Computer Vision Technology Computer vision develops the theory and algorithmic foundation that can automatically extract and analyze useful information on the world from observation images, image sets, or image sequences in special purpose or general purpose computer calculations To science. (Note) The main purpose of computer vision applications is to create an automatic recognition system that can outperform human beings or ultimately achieve superior performance. Computer vision can be used to enable new relational technologies and to connect physical and virtual worlds.
I have always been fascinated with computer vision and its applications. When I started business four years ago, I started using Motion & Tracking software. Spot Angels uses computer vision to create maps. I personally excited about the potential use of all the image data we collect from the car. Automatic driving vehicles are the best way to learn and understand current trends. I decided to join the first automated driving car nanodegree @ Udacity queue. I am planning to follow up on this 9-month course in my free time. My goal is to learn how to manufacture automatic driving cars at the end of the project.
Computer vision is the computational process of artificial vision technology. Based on years of attempts to mimic the human visual system, computer vision has taken many steps since the first iteration of the 1960s and 1970s. In essence, in order to produce artificial vision ability, we must build a mathematical model that allows us to model correctly. First of all, this begins with the extraction of edges and lines, but then shifts to more complex methods such as polyhedral modeling, image segmentation, image warping.

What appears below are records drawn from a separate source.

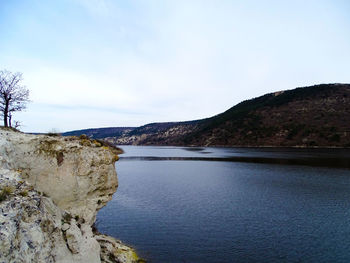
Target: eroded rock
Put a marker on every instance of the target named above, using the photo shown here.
(50, 191)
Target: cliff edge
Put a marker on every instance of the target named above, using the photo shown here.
(50, 191)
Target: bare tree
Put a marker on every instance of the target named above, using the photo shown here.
(13, 95)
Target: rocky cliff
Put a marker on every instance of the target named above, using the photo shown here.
(50, 191)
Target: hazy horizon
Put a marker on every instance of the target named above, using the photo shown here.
(104, 63)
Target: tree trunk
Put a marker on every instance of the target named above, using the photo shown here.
(6, 112)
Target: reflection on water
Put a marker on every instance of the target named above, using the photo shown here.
(232, 205)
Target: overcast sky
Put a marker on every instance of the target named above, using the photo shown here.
(103, 63)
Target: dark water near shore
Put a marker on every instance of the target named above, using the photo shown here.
(232, 204)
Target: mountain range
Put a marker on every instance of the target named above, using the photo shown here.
(315, 116)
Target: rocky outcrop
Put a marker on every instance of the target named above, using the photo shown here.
(50, 191)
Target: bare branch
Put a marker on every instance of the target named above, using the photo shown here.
(13, 96)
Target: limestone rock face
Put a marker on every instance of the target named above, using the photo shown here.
(50, 191)
(78, 175)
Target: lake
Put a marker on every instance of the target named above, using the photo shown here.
(177, 204)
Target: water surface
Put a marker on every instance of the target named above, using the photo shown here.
(232, 204)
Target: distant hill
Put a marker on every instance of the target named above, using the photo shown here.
(311, 116)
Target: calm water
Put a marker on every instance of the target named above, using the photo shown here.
(232, 205)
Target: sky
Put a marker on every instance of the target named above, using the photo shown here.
(118, 63)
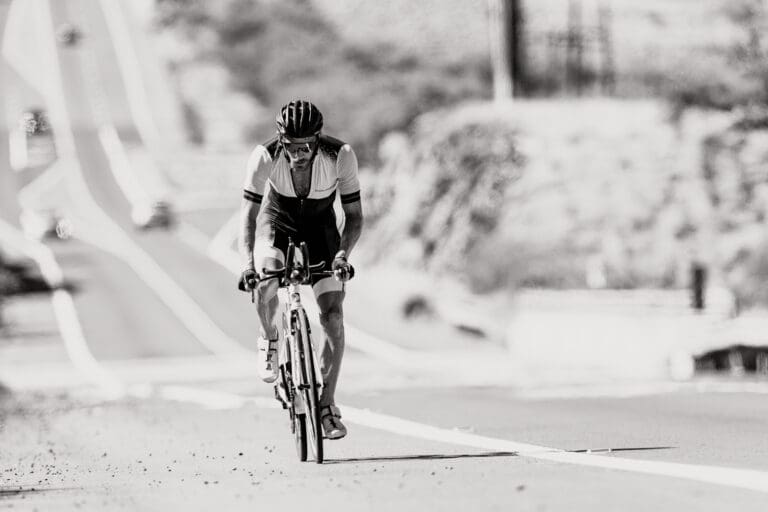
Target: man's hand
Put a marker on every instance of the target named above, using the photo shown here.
(249, 279)
(342, 270)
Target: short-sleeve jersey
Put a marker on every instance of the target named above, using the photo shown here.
(334, 167)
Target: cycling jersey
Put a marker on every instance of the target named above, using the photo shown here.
(309, 218)
(334, 167)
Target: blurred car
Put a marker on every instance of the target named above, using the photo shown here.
(34, 122)
(32, 142)
(68, 34)
(154, 215)
(44, 224)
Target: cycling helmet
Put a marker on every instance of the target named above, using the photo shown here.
(299, 119)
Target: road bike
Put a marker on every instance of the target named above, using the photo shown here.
(300, 381)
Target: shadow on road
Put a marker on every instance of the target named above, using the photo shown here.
(15, 491)
(428, 456)
(442, 456)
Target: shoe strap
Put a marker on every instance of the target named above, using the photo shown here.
(330, 410)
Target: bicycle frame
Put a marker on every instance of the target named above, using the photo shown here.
(299, 366)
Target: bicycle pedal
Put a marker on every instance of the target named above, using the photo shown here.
(279, 398)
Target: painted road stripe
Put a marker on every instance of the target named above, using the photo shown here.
(108, 235)
(121, 167)
(131, 70)
(731, 477)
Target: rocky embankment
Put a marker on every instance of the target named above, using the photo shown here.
(570, 194)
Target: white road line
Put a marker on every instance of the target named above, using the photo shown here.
(131, 71)
(219, 250)
(44, 182)
(731, 477)
(64, 309)
(187, 311)
(108, 235)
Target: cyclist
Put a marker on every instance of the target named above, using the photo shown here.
(290, 188)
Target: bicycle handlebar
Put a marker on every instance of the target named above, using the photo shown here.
(294, 273)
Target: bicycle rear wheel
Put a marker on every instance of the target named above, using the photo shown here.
(311, 387)
(298, 421)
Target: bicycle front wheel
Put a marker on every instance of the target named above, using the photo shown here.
(300, 435)
(311, 388)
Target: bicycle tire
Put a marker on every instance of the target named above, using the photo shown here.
(310, 391)
(300, 435)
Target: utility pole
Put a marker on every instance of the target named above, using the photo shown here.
(507, 50)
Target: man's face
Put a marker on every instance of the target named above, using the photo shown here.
(299, 151)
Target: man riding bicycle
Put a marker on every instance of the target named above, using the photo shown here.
(289, 191)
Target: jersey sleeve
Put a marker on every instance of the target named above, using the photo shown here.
(257, 174)
(349, 184)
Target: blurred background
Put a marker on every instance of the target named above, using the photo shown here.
(556, 192)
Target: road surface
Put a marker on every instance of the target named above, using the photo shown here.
(157, 406)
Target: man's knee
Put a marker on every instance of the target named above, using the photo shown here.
(331, 310)
(266, 291)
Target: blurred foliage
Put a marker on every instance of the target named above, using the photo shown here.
(742, 76)
(528, 195)
(278, 51)
(736, 175)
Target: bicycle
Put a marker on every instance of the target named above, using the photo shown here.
(302, 382)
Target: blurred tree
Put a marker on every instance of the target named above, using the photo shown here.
(507, 47)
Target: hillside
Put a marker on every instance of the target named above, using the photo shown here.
(547, 193)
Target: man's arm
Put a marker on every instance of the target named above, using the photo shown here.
(249, 210)
(257, 172)
(353, 226)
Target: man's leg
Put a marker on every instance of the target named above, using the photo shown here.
(267, 301)
(332, 347)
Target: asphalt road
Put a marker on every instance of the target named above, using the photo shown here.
(182, 437)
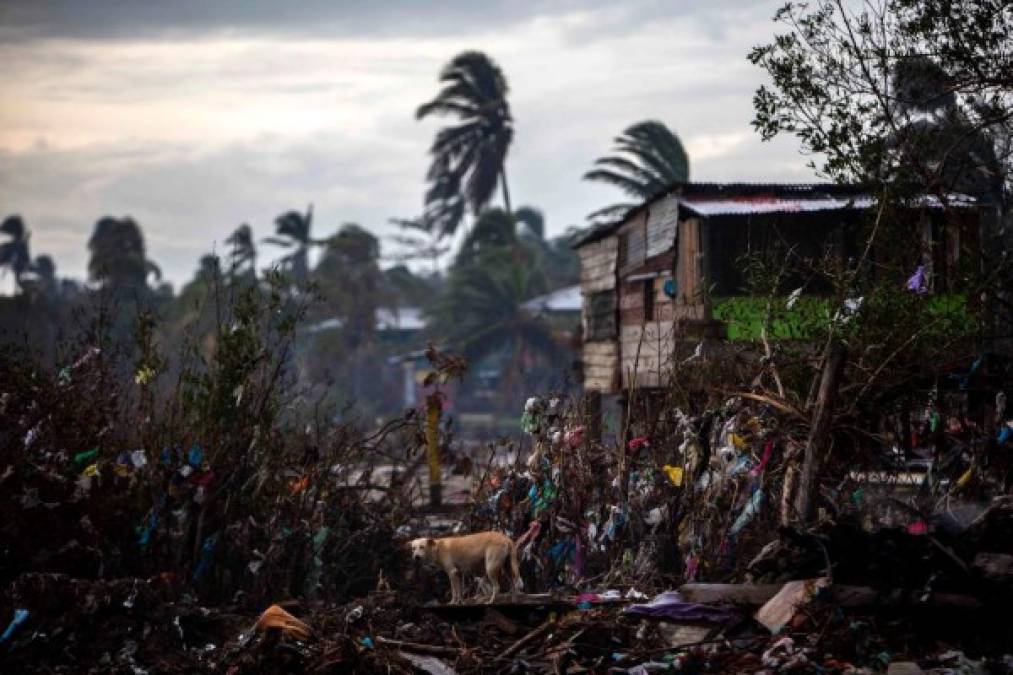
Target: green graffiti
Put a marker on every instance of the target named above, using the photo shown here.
(809, 316)
(745, 317)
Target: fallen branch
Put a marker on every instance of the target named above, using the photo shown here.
(530, 638)
(417, 648)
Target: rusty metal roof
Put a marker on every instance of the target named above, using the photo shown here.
(714, 199)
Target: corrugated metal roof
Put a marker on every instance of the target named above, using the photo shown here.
(713, 199)
(699, 190)
(761, 205)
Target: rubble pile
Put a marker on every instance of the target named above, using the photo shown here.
(674, 547)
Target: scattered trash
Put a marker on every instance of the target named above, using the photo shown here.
(19, 616)
(277, 618)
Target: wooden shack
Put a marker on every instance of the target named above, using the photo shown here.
(668, 275)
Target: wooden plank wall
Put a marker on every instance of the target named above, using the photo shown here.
(598, 266)
(600, 366)
(646, 354)
(690, 265)
(663, 218)
(634, 251)
(598, 275)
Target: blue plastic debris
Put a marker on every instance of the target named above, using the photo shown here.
(196, 456)
(19, 616)
(145, 532)
(207, 557)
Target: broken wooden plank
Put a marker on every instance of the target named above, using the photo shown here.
(779, 610)
(527, 640)
(435, 650)
(431, 665)
(736, 594)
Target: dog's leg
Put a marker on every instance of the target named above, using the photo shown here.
(455, 586)
(492, 573)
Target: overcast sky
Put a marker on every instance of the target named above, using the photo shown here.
(195, 117)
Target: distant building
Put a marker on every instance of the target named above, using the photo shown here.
(669, 275)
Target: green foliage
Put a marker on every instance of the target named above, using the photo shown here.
(906, 92)
(809, 317)
(746, 316)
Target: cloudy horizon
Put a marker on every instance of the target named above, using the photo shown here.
(193, 120)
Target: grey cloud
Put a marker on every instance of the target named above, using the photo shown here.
(131, 19)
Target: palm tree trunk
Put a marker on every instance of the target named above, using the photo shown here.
(502, 180)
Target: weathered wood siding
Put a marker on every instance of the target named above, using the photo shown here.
(689, 268)
(598, 277)
(632, 242)
(646, 354)
(598, 266)
(663, 219)
(600, 366)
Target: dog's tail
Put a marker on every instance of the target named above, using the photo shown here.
(515, 568)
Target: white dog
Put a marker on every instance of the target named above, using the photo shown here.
(471, 553)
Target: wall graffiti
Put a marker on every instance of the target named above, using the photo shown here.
(745, 316)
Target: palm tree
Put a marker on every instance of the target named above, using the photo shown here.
(482, 310)
(493, 229)
(533, 220)
(351, 282)
(243, 250)
(119, 256)
(45, 272)
(469, 158)
(294, 229)
(14, 252)
(648, 158)
(934, 138)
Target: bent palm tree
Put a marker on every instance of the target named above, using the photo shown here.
(243, 250)
(14, 252)
(648, 157)
(293, 229)
(468, 158)
(119, 255)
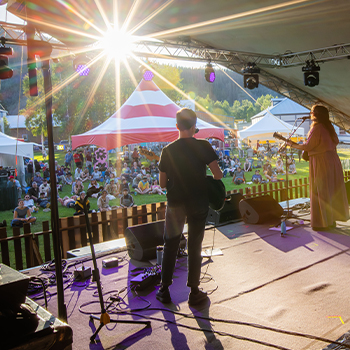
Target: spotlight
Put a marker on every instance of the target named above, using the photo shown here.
(209, 73)
(250, 76)
(80, 65)
(311, 75)
(5, 71)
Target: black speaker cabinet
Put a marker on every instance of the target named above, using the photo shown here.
(229, 212)
(142, 240)
(258, 210)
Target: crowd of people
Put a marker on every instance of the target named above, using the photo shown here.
(261, 165)
(121, 181)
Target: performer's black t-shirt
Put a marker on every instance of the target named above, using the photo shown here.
(184, 161)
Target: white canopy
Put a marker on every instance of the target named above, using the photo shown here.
(9, 148)
(265, 127)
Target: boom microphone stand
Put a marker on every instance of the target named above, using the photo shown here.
(282, 151)
(104, 318)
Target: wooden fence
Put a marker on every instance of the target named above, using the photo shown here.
(110, 225)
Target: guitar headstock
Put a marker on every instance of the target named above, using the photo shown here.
(278, 136)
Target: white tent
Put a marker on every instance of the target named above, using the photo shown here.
(265, 127)
(9, 148)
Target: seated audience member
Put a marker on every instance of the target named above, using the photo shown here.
(12, 182)
(96, 185)
(259, 163)
(257, 178)
(113, 190)
(124, 184)
(29, 203)
(44, 187)
(85, 176)
(103, 202)
(270, 174)
(68, 202)
(155, 188)
(46, 173)
(126, 199)
(238, 176)
(43, 201)
(97, 174)
(69, 179)
(78, 187)
(22, 215)
(60, 175)
(33, 192)
(292, 168)
(77, 173)
(143, 186)
(279, 166)
(79, 204)
(136, 180)
(247, 166)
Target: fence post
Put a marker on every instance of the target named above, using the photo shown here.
(18, 248)
(28, 246)
(47, 244)
(5, 256)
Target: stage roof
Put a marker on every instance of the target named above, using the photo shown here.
(278, 35)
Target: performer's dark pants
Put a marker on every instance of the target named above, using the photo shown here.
(174, 222)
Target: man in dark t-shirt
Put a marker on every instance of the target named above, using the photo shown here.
(182, 166)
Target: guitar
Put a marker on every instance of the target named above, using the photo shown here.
(216, 193)
(278, 136)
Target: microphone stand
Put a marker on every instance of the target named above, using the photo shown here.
(104, 317)
(282, 151)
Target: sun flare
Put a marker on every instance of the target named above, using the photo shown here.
(117, 44)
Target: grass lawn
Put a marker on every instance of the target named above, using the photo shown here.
(302, 172)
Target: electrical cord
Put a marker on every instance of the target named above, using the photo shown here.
(248, 324)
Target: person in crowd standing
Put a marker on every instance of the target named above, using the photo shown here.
(22, 215)
(182, 171)
(328, 198)
(126, 199)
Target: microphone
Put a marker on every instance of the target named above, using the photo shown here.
(305, 118)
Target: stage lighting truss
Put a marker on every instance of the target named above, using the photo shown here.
(209, 73)
(80, 64)
(5, 71)
(311, 75)
(250, 76)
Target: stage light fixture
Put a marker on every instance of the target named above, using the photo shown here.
(209, 73)
(250, 76)
(80, 64)
(5, 71)
(311, 75)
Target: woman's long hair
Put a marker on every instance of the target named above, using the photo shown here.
(321, 115)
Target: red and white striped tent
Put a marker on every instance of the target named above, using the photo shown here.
(147, 116)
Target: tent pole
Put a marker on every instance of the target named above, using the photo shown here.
(62, 310)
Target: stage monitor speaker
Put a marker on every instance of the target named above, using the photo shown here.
(258, 210)
(142, 240)
(229, 212)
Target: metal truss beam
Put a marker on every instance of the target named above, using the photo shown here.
(187, 49)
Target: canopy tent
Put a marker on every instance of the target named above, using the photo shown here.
(147, 116)
(9, 148)
(265, 127)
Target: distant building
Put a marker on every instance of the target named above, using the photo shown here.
(18, 122)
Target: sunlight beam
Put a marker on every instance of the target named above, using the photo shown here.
(227, 18)
(71, 9)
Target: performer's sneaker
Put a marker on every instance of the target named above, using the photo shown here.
(163, 295)
(197, 298)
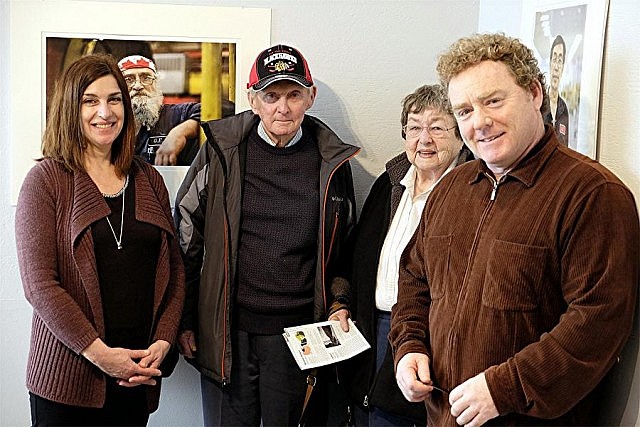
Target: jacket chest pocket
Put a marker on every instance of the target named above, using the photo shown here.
(438, 260)
(514, 276)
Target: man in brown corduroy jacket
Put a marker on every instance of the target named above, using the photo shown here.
(517, 291)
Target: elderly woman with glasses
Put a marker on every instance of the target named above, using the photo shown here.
(99, 260)
(432, 147)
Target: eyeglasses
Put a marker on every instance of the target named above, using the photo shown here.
(145, 79)
(414, 131)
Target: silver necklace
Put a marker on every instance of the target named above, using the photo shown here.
(122, 191)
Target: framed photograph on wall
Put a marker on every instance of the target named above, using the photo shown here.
(33, 21)
(567, 37)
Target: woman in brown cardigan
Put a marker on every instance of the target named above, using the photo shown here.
(98, 258)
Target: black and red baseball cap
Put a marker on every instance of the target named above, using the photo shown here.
(279, 62)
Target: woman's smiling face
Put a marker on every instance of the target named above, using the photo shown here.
(102, 112)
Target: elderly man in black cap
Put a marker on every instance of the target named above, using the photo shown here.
(262, 216)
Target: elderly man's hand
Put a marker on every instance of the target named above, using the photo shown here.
(471, 402)
(167, 153)
(413, 376)
(342, 316)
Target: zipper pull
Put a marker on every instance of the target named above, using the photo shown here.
(495, 189)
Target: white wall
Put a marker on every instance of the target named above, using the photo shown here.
(365, 56)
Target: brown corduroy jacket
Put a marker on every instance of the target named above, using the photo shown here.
(57, 264)
(532, 281)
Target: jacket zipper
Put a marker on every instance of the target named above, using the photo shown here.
(453, 338)
(325, 259)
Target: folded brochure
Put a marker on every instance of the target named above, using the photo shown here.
(324, 343)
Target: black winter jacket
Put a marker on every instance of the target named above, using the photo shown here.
(208, 212)
(365, 386)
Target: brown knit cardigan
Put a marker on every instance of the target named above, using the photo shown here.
(58, 268)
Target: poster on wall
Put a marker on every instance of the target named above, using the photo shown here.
(567, 38)
(34, 24)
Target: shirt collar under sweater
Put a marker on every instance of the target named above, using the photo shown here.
(263, 134)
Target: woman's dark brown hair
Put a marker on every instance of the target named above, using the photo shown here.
(63, 139)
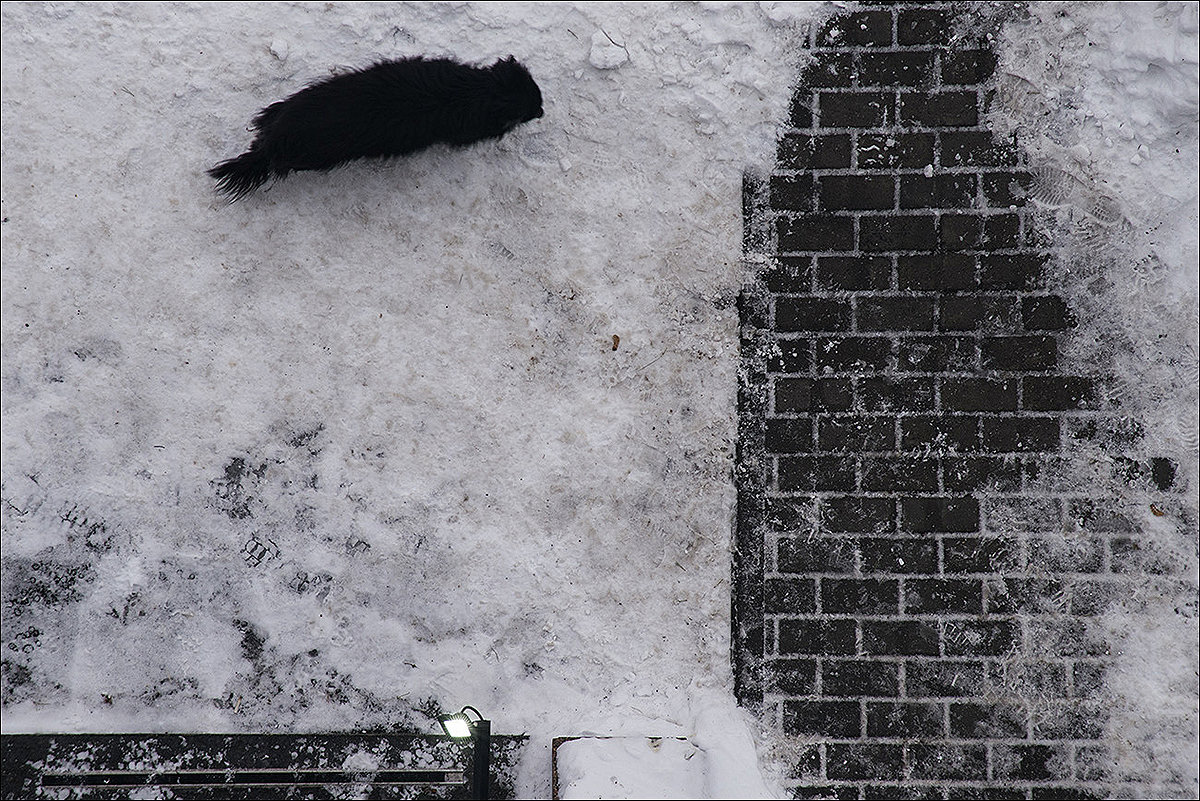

These may be complicated techniques that deserve some of themselves. There are three general problems in computer vision: (1) detection of objects in images (which can also take into account segmentation or segmentation of images) and (2) classification of objects in images. Another is used to identify your previous lion, classification is an important aspect of computer vision. (3) tracking of objects in the video stream, also known as video tracking. As we can imagine, as autonomous car engineers you should be able to deal with these three: images and videos, things in pedestrians, trucks, other cars, etc.
Move target detection is an important research subject in the field of computer vision and video processing. Detection of a video stream of a moving object is the first relevant step in the extraction of information in many computer vision applications. This paper proposes an improved background subtraction of moving object detection in fixed camera state. The adaptive background subtraction is then combined with the symmetric difference to obtain an integrity foreground image. The chromaticity difference is used to remove the shadow of the moving target, and the moving shadow and the moving target are effectively distinguished. The results showed that the algorithm can quickly establish a background model and quickly detect a complete moving target.